Opinion
Opinion filed July 10, 1931. Petition for rehearing denied September 19, 1931.
Appeal from Circuit Court, Charlotte County; Geo. W. Whitehurst, Judge, Reversed.
W. W. Sinclair, for Appellant;
J. H. Hancock and T. J. Ellis, for Appellee.
Appellee Hobbs filed his petition of intervention in the Circuit Court of Charlotte County, Florida, in a chancery cause therein pending wherein a receiver had been appointed to take charge of, hold, manage and conduct the estate, property and assets of Walter N. Helveston, absentee. The petition sought to establish a lien in favor of Hobbs for labor and material alleged to have been performed and furnished by Hobbs to Walter N. Helveston, as owner upon lot 2, of Block 120, of the City of Punta Gorda.
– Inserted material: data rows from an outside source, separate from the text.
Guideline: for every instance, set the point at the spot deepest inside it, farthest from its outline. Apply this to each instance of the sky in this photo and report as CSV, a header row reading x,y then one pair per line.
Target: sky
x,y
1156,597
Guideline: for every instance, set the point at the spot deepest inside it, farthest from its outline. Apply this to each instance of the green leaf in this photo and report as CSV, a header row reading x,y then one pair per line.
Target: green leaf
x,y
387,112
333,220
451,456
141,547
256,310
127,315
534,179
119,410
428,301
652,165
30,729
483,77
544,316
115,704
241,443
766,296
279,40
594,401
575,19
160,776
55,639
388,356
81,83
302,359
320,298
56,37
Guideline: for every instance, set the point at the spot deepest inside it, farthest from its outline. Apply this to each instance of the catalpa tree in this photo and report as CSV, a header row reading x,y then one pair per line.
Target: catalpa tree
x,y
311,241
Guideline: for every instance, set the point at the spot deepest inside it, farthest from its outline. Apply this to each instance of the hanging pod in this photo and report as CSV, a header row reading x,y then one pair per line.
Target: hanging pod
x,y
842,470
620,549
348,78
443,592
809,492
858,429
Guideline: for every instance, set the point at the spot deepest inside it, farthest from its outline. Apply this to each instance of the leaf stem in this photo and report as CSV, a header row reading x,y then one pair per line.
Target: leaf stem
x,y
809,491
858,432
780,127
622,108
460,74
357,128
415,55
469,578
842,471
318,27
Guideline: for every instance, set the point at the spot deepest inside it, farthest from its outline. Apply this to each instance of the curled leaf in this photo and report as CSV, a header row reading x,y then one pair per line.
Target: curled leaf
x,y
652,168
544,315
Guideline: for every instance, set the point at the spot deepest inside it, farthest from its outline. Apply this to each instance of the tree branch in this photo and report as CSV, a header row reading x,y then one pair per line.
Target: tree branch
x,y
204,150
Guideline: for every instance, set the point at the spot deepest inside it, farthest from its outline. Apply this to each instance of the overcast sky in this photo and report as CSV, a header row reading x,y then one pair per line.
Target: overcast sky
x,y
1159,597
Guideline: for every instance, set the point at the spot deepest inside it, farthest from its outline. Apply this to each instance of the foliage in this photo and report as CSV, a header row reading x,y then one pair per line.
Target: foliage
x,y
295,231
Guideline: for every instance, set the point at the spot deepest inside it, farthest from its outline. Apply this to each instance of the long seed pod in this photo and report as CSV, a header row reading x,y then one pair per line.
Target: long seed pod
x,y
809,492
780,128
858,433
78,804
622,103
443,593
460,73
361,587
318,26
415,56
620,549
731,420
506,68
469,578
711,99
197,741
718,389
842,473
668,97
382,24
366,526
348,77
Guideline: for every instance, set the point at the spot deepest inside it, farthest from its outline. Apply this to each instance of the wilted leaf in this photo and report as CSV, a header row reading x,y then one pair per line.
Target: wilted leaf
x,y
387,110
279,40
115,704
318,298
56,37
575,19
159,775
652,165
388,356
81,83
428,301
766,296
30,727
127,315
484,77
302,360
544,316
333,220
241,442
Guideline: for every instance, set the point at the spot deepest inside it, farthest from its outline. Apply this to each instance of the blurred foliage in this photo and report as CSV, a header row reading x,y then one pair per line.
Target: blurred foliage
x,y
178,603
See In Re Estate of Walter N. Helveston, 96 Fla. 390, 117 So. 334.
After taking and submission of testimony, the court below found and decreed that appellee in privity with and at the request of Walter N. Helveston, absentee, and owner, performed labor and furnished materials in construction of a dwelling house upon the lands described in the petition in a certain amount; that same was still due and unpaid; and directed the receiver to pay the same and in default thereof that the property be sold.
From this decree, appellant J. J. Helveston, as receiver. etc., appealed.
It is contended by appellant that the testimony in this cause wholly fails to support the decree.
The testimony herein shows that at the time of furnishing of the labor and material by Hobbs, Walter N. Helveston held a mortgage upon the lands in the petition described and that after the furnishing of such labor and material and the appointment of J. J. Helveston, as receiver, the said receiver foreclosed the mortgage theretofore held by Walter N. Helveston; that appellee was duly and regularly made a defendant to the foreclosure proceeding; that the said mortgage was alleged in the bill to be prior in dignity to the claims of defendant Hobbs and was decreed by the final decree in said cause to be prior and superior to all claims of defendant Hobbs and ordered paid and upon default in payment was sold by a special master under the direction of the court and bought in at such sale by J. J. Helveston as receiver, which sale appears to have been confirmed and no appeal taken.
In those cases where the proceedings are regular and junior lienholders are duly made parties to the action, the purchaser takes the realty freed from the lien of the junior encumbrancers. 2 Wiltsie on Mortgages (4th Ed.) Sec. 776.
It is insisted by appellee that though his alleged lien be lost by foreclosure, Walter N. Helveston, absentee, promised and agreed to pay for the labor and materials by him performed and furnished upon the building erected upon the land in the petition described and that inasmuch as this claim is pending in a receivership matter before a court of chancery petitioner should therein have judgment against the estate of Walter N. Helveston, absentee, for the amount of his claim.
It appears from the evidence that the labor performed and materials furnished by Hobbs was furnished to and performed for Coles, the owner of the lands upon which the building was erected and the agreement by Walter N. Helveston to pay the debt was an agreement to pay the debt of another which must be in writing.
The testimony discloses no written agreement on the part of Walter N. Helveston to pay.
By section 5779 (3872) Compiled General Laws of Florida, 1927, it is provided that no action shall be brought whereby to charge the defendant upon any special promise to answer for the debt of another person unless the agreement or promise upon which such action shall be brought shall be in writing.
The final decree appealed from is reversed and the cause is remanded with directions to dismiss the petition.
The record in this cause having been considered by the Court, and the foregoing opinion prepared under Chapter 14553, Acts of 1929, adopted by the Court as its opinion, it is considered, ordered and decreed by the Court that the decree of the court below should be, and the same is hereby, reversed, and the cause is remanded with directions to dismiss the petition.
BUFORD, C.J., AND WHITFIELD, ELLIS, TERRELL, BROWN AND DAVIS, J.J., concur.